Friday, July 07, 2006


Shuttle SN25P and faulty SATA

About six months ago, my wife bought a Shuttle SN25P and put together a pretty nice system. It has a decent Athlon 64, 2GB RAM and the 74GB WD Raptor which have all been performing pretty well, except for a couple of things. She took the system to Dallas and found that when powering it up, it couldn't find the HDD. After reseating the SATA and power cables, it started behaving normally. During another recent trip, I powered down her machine to save power, only to find that it wouldn't power back up with the same issue. HDD access seemed to be behind everything. There were occasional lockups that left the HDD light on solid, and occasional bouts of not being able to find the HDD. So, given the really slick engineering of this system, my first suspicion was the Raptor. I pulled down their data lifeguard suite and took a look at the SMART readings - all were nominal. That would be odd, I think, on a system that showed every symptom of a gradual HDD failure - the exact sort that SMART was designed to detect.

Fast forward to two weeks ago. Tracey indicated to me that the computer seemed to be in a major hurt. I powered it up and Windows XP started booting to safe mode. It threw an error about not being able to read the registry and seemed to hang (HDD light on again). Now, booting shows an error - the SYSTEM registry hive is completely gone. This is one of the worst things that can happen to a Windows machine, because at this point the best she can hope for is to salvage the data on the drive. Installing a clean SYSTEM registry hive will wreck many of the installed programs, probably to the point of being virtually irreparable.

I had a hunch that it might be the motherboard so I did a quick Google for SN25P SATA problem and hit paydirt. Shuttle is shipping these with, of all things, defective SATA cables. Post after post describes exactly the symptoms she was seeing. It is highly frustrating to think that a $1 cable replacement could have prevented the loss of her system. Then again, it's also really difficult to fathom a defective cable in a PC. I realize that these little cables are transferring tons of information but to see a cable failure on an internal component... it's beyond rare. So, my opinion of Shuttle has gone down a little bit. Not their Engineering, but their Support.

One of the most serious problems facing any support organization is how to communicate defects to customers. I worked support for a large ISV for several years. We actually had a policy that words like defect or bug could not be used. (This mindset was later changed to a certain degree.) So, here are the possibilities as far as Shuttle support is concerned.

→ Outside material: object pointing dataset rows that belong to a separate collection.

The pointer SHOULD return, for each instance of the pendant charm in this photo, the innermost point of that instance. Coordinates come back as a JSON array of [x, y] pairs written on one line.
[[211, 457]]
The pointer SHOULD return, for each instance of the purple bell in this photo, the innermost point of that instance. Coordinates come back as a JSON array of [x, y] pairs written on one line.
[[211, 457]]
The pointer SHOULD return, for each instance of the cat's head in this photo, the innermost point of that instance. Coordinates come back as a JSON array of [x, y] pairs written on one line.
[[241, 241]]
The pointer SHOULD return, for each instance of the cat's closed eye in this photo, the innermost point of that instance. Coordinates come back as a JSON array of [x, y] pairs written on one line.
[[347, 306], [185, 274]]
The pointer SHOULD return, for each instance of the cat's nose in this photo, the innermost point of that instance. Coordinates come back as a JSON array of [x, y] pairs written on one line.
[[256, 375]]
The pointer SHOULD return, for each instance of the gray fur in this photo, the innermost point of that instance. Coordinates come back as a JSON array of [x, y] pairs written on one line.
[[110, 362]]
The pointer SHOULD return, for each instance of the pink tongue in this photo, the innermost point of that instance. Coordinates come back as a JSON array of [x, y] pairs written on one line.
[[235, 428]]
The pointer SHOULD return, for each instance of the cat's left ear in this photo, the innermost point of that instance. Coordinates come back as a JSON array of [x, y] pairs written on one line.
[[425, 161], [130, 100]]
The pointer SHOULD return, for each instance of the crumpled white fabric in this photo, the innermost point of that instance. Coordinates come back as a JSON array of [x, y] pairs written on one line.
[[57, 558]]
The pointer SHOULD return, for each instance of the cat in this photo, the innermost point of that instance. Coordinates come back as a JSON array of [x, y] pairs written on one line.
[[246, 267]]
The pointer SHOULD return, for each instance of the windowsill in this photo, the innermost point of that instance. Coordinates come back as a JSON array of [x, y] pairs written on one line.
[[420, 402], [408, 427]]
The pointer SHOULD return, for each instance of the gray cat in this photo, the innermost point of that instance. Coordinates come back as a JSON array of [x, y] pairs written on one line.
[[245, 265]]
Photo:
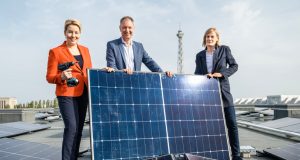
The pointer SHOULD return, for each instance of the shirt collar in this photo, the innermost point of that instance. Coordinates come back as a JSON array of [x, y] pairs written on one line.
[[130, 42]]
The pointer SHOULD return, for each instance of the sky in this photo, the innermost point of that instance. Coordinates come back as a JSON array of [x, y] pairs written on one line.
[[263, 36]]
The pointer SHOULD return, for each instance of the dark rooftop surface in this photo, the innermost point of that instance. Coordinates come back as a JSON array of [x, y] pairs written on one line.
[[53, 137]]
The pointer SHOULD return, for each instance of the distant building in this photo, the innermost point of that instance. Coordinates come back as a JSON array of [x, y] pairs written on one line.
[[283, 105], [7, 102]]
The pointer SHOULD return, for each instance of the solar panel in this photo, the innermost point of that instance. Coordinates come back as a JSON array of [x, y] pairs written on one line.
[[17, 128], [148, 114], [18, 149]]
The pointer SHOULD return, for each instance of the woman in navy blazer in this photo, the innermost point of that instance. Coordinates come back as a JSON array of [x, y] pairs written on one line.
[[216, 61]]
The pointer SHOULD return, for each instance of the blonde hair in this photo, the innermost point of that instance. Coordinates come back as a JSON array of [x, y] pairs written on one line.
[[72, 22], [210, 30]]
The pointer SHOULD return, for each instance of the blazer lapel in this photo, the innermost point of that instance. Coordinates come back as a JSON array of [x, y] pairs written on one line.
[[71, 58], [215, 59], [203, 62], [121, 51], [135, 55]]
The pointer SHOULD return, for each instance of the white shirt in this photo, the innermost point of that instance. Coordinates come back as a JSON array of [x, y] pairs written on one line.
[[209, 61], [128, 52]]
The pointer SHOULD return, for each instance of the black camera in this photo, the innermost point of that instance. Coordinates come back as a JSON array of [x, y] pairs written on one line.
[[71, 82]]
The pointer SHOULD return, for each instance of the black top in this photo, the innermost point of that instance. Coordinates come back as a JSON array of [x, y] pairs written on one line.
[[80, 60]]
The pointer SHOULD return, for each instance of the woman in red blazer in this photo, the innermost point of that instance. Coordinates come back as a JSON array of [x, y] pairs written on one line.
[[72, 100]]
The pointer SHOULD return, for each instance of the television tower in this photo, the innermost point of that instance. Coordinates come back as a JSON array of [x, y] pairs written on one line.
[[180, 52]]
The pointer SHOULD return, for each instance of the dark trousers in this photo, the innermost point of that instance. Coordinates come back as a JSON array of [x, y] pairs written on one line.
[[232, 132], [73, 111]]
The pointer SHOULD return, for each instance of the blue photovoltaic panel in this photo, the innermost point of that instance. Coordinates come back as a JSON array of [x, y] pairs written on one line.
[[148, 114]]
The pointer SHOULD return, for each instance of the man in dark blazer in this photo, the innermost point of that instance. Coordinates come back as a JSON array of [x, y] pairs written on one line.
[[128, 55]]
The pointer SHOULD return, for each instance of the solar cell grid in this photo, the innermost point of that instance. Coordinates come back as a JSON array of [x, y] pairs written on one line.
[[148, 114]]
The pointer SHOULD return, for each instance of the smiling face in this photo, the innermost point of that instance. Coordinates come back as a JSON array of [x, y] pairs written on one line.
[[127, 29], [72, 34], [211, 39]]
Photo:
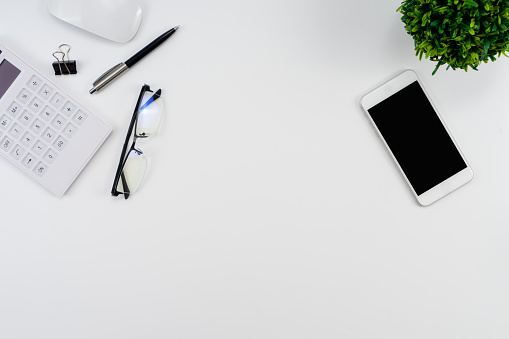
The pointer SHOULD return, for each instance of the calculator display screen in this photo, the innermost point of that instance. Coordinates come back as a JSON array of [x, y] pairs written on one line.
[[8, 73]]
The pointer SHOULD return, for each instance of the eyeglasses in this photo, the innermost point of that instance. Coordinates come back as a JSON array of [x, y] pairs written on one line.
[[144, 123]]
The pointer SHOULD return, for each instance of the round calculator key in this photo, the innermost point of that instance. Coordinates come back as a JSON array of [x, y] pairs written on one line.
[[57, 100], [28, 139], [17, 152], [68, 109], [5, 122], [46, 92], [47, 113], [14, 108], [16, 131], [34, 83], [50, 156], [49, 135], [26, 118], [29, 161], [60, 143], [37, 127], [24, 96], [58, 122], [38, 148], [6, 144], [70, 130], [40, 169], [80, 117], [35, 105]]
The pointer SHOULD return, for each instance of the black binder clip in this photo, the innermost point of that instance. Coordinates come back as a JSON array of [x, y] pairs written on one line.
[[61, 66]]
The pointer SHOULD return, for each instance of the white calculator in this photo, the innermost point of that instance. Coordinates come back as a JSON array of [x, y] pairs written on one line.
[[43, 131]]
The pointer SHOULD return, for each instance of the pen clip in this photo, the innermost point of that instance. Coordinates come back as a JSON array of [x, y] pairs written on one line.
[[105, 74]]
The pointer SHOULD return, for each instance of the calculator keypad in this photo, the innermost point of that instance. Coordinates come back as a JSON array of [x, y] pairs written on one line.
[[38, 125]]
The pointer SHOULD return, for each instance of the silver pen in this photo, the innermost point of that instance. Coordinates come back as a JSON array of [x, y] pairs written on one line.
[[119, 69]]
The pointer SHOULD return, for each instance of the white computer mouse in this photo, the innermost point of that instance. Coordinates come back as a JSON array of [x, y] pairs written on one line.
[[116, 20]]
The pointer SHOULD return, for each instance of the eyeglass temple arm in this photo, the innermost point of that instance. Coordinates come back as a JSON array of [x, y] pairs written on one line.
[[127, 192]]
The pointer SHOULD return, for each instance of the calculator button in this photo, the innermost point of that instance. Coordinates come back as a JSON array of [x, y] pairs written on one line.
[[80, 117], [24, 96], [16, 131], [35, 105], [28, 139], [37, 126], [49, 135], [70, 130], [50, 156], [47, 113], [34, 83], [38, 148], [29, 161], [17, 152], [60, 143], [46, 92], [26, 118], [57, 100], [40, 169], [14, 108], [69, 108], [5, 122], [58, 122], [6, 143]]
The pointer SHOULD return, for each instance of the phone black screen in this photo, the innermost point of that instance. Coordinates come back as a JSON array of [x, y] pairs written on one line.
[[417, 138]]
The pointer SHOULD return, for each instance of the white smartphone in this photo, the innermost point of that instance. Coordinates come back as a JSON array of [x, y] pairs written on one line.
[[409, 125]]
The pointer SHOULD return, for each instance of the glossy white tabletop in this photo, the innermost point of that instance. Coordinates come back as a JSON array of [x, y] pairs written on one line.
[[270, 209]]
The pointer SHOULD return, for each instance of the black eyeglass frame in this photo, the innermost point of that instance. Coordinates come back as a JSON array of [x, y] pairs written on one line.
[[132, 128]]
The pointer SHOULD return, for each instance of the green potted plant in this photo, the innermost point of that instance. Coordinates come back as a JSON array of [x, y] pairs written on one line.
[[459, 33]]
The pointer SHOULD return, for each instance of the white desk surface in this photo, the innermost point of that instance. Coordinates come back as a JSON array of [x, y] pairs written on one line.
[[270, 208]]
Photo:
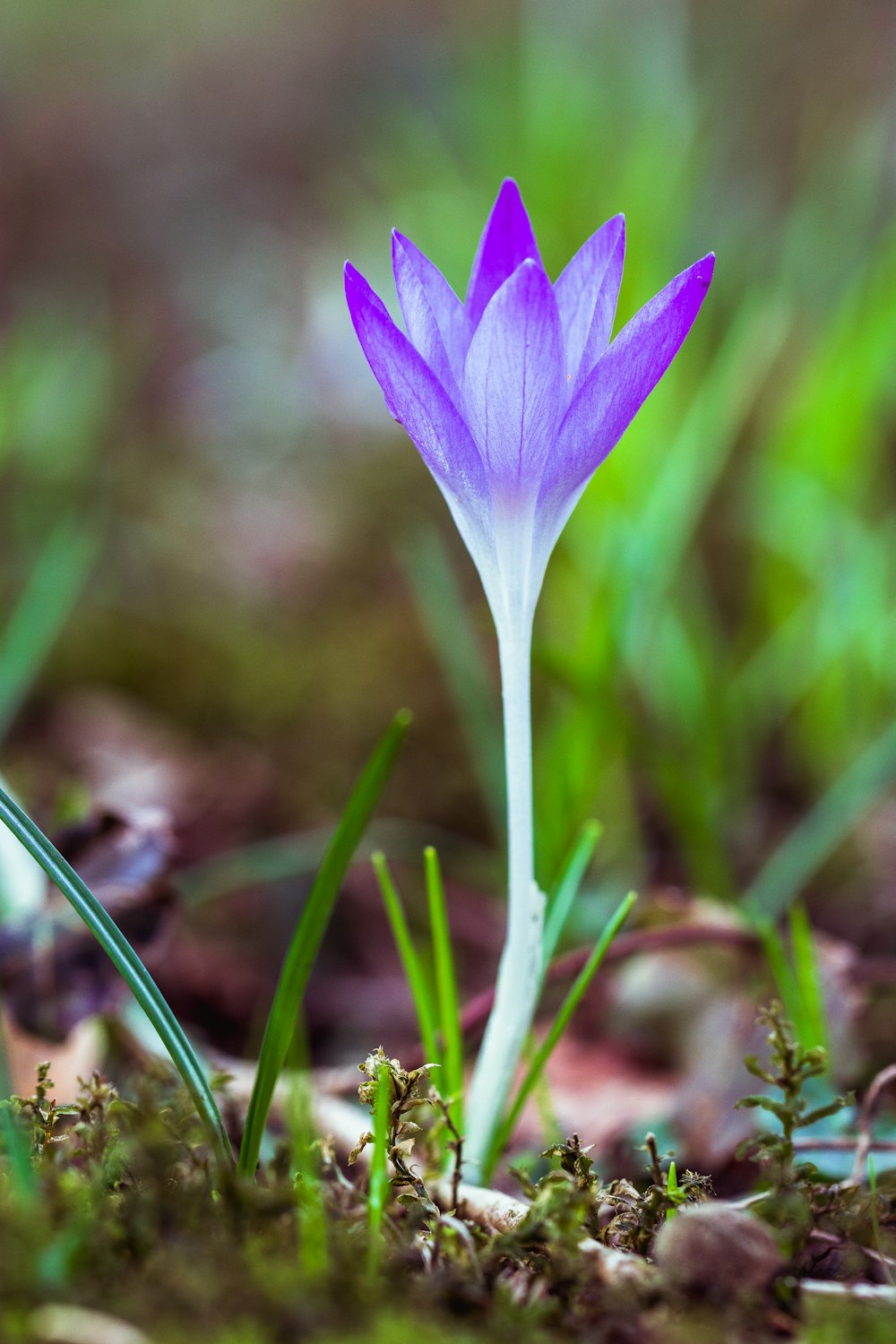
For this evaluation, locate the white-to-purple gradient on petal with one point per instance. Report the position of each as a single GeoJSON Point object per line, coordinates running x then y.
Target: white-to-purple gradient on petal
{"type": "Point", "coordinates": [514, 397]}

Shuttle support really might not know this is a widespread problem. My gut reaction is to see this as a technology problem. Their case management system could be poor or nonexistent. What seems like an oddball problem or random defect to one customer should be easy to identify as a more widespread problem affecting larger numbers of customers in the case management system. The reality though is that this would be more of a process problem. Serious corporate IT/helpdesks have a set of standards called ITIL. I think it is a failing of the software and hardware industries to apply these ITIL practices to Tech Support. Basically, the relevant sections of ITIL define a customer support request as having two components: a support request ID and a problem ID. For instance, if 10 people wrote in about SATA problems on their SN25P, ultimately this should result in 10 different support request IDs and a single problem ID. That's the first step towards determining the real scope of a problem.

I believe Shuttle support does know about SATA cable problems on the SN25P. There are any number of reasons why they might not acknowledge it. The most optimistic is that the problem isn't widespread enough to note it as a defect. A defect that affects an immeasurably small portion (for instance, 0.01%) of your customers simply isn't cost effective to research, publicize, and fix. This may upset you but then again, you wouldn't have purchased a Shuttle if you had to pay for the Engineering department to chase down every single issue experienced by every customer. The market would bankrupt them. Another possibility is that Shuttle support is not well connected to Engineering. There is a natural disdain between a support department and an Engineering department that can result in this type of problem going unresolved. I imagine this might be amplified by support being in the USA and Engineering being in Taiwan. Companies fear revealing serious defects may provide fodder to competitors. The support hierarchy (1st, 2nd, and 3rd line) may be ineffective at communicating this type of issue.

In any case, I'm replacing the SATA cable now.

Update: It's more than a month later and no lockups. It really was the SATA cable.